Le Devoir

Premier bilan de Donald Trump

Portrait de Donald Trump en cheval à bascule pour son bilan des cent premiers jours

- STÉPHANE BAILLARGEO­N

Le président Donald Trump passe aujourd’hui son centième jour en poste. Fidèle à son habitude de donner des signaux contradict­oires, il a tour à tour dénoncé l’aspect «ridicule» de ce moment traditionn­ellement fort tout en s’autocongra­tulant pour «cent jours d’accompliss­ements historique­s». Peut-on démêler les faits de l’histoire «alternativ­e»?

Le nouveau président étasunien est très méchamment caricaturé par les émissions satiriques de fin de soirée. Pour les humoristes aux commandes, si Donald Trump était un jouet, ce serait un poussah ou un « punching clown ».
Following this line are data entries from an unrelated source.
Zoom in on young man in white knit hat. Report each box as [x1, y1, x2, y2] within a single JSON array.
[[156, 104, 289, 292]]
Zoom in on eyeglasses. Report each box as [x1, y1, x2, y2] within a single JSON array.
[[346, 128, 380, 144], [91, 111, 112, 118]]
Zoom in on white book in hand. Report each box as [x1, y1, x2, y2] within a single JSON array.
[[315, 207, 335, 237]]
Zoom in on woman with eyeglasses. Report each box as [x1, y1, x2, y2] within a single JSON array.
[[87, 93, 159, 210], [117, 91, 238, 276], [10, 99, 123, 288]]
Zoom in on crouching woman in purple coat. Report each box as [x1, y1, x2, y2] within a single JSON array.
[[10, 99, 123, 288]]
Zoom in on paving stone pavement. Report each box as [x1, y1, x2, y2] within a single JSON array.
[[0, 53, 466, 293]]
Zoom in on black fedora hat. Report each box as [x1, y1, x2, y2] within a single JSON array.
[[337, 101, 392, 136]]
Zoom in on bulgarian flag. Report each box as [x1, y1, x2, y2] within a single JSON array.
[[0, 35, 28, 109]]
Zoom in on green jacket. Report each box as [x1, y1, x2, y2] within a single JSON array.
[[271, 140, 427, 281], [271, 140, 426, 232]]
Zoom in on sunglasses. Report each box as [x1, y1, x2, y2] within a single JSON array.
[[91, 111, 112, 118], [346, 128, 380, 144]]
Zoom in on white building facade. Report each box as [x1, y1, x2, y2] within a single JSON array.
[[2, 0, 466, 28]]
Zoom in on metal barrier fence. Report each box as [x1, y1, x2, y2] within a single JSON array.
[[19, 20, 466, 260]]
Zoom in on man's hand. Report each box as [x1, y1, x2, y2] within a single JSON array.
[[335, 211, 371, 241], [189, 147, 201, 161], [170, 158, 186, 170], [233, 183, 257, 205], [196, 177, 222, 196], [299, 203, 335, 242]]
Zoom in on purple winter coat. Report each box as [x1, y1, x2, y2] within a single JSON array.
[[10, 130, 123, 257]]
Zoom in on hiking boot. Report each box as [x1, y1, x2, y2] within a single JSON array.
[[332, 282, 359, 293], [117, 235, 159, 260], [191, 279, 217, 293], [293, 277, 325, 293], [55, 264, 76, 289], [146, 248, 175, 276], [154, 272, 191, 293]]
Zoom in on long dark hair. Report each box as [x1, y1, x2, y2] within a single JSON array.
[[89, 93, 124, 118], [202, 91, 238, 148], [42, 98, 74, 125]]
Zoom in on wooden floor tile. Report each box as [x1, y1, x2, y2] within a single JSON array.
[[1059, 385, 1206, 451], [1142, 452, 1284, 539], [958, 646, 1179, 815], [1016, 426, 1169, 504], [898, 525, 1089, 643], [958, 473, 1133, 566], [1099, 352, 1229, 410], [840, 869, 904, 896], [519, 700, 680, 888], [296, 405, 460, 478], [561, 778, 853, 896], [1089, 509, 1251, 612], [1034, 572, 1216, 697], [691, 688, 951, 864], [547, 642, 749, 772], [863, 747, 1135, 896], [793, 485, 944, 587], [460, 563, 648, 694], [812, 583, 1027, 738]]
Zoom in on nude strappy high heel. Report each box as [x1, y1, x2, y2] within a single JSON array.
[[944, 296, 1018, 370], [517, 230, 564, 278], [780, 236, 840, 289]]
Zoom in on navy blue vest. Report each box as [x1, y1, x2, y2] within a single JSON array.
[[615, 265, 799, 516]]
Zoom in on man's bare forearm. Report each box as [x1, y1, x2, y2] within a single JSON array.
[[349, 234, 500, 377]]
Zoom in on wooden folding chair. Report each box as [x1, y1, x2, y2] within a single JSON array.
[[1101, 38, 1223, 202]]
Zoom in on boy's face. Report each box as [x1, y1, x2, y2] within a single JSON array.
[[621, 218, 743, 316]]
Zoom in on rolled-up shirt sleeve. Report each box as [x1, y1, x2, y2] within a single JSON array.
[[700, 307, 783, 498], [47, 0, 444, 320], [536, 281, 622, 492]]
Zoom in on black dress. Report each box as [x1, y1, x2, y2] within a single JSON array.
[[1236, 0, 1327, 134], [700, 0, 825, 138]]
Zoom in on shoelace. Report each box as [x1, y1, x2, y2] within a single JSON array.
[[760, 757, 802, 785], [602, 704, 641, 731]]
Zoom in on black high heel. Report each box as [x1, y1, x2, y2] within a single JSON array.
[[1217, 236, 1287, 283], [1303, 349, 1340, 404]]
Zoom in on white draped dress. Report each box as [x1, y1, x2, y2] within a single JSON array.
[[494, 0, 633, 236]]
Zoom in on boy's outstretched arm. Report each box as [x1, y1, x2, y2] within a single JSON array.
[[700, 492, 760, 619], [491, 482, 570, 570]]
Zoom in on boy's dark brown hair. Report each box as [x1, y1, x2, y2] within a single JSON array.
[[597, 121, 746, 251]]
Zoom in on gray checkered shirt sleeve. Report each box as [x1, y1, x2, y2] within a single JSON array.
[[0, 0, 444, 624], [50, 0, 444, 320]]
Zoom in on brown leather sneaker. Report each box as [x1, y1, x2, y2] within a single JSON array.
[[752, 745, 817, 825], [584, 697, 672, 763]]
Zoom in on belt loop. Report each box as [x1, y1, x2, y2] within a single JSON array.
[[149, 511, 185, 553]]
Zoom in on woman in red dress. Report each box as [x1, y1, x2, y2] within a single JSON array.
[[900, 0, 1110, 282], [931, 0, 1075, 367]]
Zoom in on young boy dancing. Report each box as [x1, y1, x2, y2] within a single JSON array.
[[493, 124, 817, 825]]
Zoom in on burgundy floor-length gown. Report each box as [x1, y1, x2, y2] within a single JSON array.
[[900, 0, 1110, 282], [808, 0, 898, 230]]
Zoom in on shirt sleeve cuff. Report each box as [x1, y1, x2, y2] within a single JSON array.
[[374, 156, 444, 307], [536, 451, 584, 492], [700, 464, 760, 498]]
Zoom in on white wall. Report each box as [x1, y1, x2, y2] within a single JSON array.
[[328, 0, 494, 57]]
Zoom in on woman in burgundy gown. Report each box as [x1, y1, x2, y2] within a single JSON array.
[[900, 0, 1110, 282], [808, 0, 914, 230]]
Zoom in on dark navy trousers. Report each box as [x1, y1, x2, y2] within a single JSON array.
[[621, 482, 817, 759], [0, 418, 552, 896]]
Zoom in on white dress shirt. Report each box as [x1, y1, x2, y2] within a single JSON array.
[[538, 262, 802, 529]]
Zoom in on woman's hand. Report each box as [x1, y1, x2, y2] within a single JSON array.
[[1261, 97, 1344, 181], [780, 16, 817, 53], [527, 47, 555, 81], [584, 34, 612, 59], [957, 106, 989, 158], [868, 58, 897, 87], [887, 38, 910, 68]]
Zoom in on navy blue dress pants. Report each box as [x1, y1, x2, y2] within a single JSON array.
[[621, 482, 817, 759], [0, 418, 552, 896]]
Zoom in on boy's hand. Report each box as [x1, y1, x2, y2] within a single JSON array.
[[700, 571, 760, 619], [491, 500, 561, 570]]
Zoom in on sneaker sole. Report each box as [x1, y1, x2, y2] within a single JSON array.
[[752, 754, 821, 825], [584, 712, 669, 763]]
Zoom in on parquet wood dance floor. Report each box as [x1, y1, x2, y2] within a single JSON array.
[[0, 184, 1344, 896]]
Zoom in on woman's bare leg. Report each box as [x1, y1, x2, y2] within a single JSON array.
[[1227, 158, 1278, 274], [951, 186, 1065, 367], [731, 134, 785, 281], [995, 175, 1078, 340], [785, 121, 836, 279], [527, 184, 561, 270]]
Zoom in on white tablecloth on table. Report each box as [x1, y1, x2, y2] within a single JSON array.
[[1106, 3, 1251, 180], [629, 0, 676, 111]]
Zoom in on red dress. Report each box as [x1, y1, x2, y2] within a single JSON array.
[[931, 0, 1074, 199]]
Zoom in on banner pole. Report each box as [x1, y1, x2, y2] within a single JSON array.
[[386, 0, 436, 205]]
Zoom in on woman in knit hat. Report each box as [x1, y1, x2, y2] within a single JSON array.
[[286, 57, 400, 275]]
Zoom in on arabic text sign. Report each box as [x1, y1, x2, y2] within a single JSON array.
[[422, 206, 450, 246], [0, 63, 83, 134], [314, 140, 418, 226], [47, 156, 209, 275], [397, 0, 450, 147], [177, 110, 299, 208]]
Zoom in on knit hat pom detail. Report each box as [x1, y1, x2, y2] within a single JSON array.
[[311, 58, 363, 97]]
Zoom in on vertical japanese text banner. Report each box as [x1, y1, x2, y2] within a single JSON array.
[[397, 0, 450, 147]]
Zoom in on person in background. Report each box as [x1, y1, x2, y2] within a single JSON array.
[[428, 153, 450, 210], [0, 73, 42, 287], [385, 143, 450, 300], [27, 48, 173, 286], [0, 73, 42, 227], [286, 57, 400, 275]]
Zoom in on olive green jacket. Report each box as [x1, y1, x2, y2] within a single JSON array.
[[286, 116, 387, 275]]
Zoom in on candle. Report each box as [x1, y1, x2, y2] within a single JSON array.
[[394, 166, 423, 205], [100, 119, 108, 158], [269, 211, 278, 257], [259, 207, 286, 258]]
L’animateur vitrioliqu­e Bill Maher a promis de verser 5 millions de dollars à des oeuvres charitable­s si le politicien milliardai­re, réputé pour ses excentrici­tés capillaire­s, pouvait prouver qu’il ne descend pas directemen­t d’un orangoutan. La vilaine remarque lui a valu une poursuite finalement abandonnée.

Le très sérieux journalist­e Fareed Zakaria de la chaîne CNN a proposé une autre métaphore, moins blessante et plus parlante à l’approche du centième jour de pouvoir du nouveau président. Il a comparé Donald Trump à un cheval à bascule, un jouet qui s’agite mais qui n’avance pas.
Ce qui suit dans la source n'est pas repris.